Mais soyons juste, j’ai aussi "carsharé" en thermique. Ça m’a permis de constater que la Smart est à l’automobile ce que le cabri est au monde animal en matière de suspension, que la boîte "dualogic" de la Fiat 500 est la championne du monde des à-coups de transmission, que la Mini Countryman "fait le job" et que la BMW Série 1 offre tout de même un bel agrément de conduite malgré sa "honteuse" motorisation turbo-diesel. En fait, c’est aujourd’hui la disponibilité et la proximité des autos concernées qui me font opter pour l’un ou l’autre des services. Mais si j’éviterai d’avouer qu’en ouvrant les applicatifs respectifs, j’en suis à souhaiter qu’une ID se trouve dans le coin, c’est juste pour éviter de sentir la piqûre des aiguilles manipulées à distance…
Bon, il y a bien eu deux ou trois ratés. A commencer par cette voiture dont l’appli me jurait qu’elle était sous mes yeux et que je n’ai jamais trouvée, ou la première fois que j’ai récupéré une auto amarrée à une borne de rechange, à 5h30 du matin alors que la neige tombait dru. J’ai alors failli péter un câble à rechercher comment déconnecter celui de l’auto à chacune de ses extrémités, situation plutôt ironique alors que je me rendais justement à l’aéroport pour m’envoler vers Stuttgart où se déroulait le "Battery Show". Enfin, il y eut la note de 105 euros pour la journée passée à Potsdam, où je me suis vu contraint de conserver la Béhème toute la journée au pire tarif possible, pour n’avoir pas vérifié au préalable que le service y était indisponible.
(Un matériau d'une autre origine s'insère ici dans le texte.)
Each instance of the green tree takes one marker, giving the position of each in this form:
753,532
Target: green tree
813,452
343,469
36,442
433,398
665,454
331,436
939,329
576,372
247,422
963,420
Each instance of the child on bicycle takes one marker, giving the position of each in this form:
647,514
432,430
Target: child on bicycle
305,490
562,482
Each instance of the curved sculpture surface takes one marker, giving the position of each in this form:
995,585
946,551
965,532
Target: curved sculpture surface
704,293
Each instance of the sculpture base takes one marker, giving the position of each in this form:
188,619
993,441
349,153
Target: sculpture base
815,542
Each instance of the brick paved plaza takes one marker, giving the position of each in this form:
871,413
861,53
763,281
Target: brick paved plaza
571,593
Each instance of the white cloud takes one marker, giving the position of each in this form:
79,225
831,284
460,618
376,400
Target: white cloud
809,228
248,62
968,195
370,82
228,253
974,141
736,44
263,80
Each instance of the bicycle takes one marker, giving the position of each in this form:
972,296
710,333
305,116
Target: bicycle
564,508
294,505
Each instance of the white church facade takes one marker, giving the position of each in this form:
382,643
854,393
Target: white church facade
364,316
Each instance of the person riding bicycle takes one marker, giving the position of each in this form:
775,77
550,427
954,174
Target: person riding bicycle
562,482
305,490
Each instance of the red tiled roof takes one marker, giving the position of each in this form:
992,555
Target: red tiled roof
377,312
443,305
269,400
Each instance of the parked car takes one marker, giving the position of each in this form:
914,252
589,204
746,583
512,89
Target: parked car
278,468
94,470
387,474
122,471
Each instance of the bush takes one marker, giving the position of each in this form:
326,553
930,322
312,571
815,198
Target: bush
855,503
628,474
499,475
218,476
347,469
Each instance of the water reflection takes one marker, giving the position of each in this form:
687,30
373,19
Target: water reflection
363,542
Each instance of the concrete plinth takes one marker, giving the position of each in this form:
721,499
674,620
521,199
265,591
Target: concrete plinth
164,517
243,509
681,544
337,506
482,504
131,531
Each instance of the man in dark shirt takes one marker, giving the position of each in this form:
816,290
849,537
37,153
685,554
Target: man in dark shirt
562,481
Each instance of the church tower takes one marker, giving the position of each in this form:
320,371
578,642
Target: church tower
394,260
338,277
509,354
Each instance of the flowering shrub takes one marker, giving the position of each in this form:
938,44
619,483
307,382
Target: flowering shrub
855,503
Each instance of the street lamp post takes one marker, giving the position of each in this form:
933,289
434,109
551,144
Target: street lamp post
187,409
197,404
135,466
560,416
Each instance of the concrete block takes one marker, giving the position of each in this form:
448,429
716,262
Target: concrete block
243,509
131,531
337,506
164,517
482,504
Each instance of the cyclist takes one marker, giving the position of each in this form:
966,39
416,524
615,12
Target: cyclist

Mais admettons que ces deux derniers cas sont à ranger au chapitre de l’acquisition d’expérience. Je sais désormais débrancher sans coup férir et choisir les forfaits horaires quand nécessaire.
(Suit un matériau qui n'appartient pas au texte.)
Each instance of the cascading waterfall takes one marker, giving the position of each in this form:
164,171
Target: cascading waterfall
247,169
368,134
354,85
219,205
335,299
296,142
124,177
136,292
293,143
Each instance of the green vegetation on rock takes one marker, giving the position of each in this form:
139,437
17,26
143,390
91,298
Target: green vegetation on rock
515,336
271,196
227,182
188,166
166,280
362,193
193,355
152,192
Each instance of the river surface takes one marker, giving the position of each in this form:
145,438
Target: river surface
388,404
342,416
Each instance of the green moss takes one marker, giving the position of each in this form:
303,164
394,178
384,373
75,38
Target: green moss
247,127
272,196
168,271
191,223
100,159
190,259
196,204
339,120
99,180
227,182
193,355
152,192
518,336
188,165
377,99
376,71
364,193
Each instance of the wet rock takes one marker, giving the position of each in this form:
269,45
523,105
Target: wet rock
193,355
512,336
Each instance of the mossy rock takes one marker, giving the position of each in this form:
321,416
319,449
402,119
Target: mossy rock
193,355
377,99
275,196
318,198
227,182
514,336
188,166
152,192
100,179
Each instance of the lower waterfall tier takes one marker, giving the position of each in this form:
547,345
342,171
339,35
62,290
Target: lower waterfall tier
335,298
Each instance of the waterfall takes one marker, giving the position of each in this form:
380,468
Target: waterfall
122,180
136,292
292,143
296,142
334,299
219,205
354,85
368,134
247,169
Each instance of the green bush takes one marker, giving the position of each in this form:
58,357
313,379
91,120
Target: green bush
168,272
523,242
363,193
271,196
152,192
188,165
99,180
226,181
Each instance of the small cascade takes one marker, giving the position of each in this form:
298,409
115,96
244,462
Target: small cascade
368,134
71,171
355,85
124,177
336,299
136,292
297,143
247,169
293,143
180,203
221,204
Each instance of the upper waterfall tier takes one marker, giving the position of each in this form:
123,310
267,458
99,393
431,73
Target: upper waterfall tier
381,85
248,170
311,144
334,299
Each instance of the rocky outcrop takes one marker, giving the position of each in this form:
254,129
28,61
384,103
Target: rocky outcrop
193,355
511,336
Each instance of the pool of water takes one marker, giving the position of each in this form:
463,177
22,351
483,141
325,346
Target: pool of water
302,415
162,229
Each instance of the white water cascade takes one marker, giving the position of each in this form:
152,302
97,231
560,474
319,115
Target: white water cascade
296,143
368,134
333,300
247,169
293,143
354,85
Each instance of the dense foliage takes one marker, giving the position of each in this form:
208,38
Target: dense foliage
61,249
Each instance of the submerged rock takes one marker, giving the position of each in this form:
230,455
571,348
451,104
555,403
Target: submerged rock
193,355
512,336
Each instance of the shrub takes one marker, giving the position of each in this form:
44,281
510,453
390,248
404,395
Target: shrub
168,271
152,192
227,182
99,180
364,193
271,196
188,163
D’ailleurs, et puisqu’il est question d’argent, sachez qu’un trajet mon-domicile-Brandebourg coûte dans les 15 euros, correspondant à une grosse demi-heure de roulage, une taxe de parking de 7 euros (spécifique à l’aéroport) et 1 euro d’assurance. Soit l’équivalent de 4 parcours réalisés en transport en commun (mais en deux fois plus de temps), ou le ¼ d’un trajet en Mercedes beige pale avec chauffeur. J’ignore quelle est la tronche du business-case du côté des opérateurs, mais vue de la fenêtre de l’utilisateur, la proposition me paraît économiquement avantageuse. Dans certains cas de figure -par exemple quand votre douce compagne vous emmène assister à un évènement à l’autre bout de la ville dans un lieu où vous êtes sûr de ne pas trouver de voiture pour le retour- il est même avantageux de la conserver à l’arrêt, à un tarif réduit à presque rien.
Ajoutez à cela que les voitures auxquelles j’ai eu affaire étaient à de rares exceptions près propres et dans un état proche du neuf, et vous comprendrez que je sois devenu "trop share", surtout pour pas cher. A tel point qu’il m’arrive de songer à renoncer au joli cabriolet rouge d’occasion que j’ai vu en annonce sur un site local.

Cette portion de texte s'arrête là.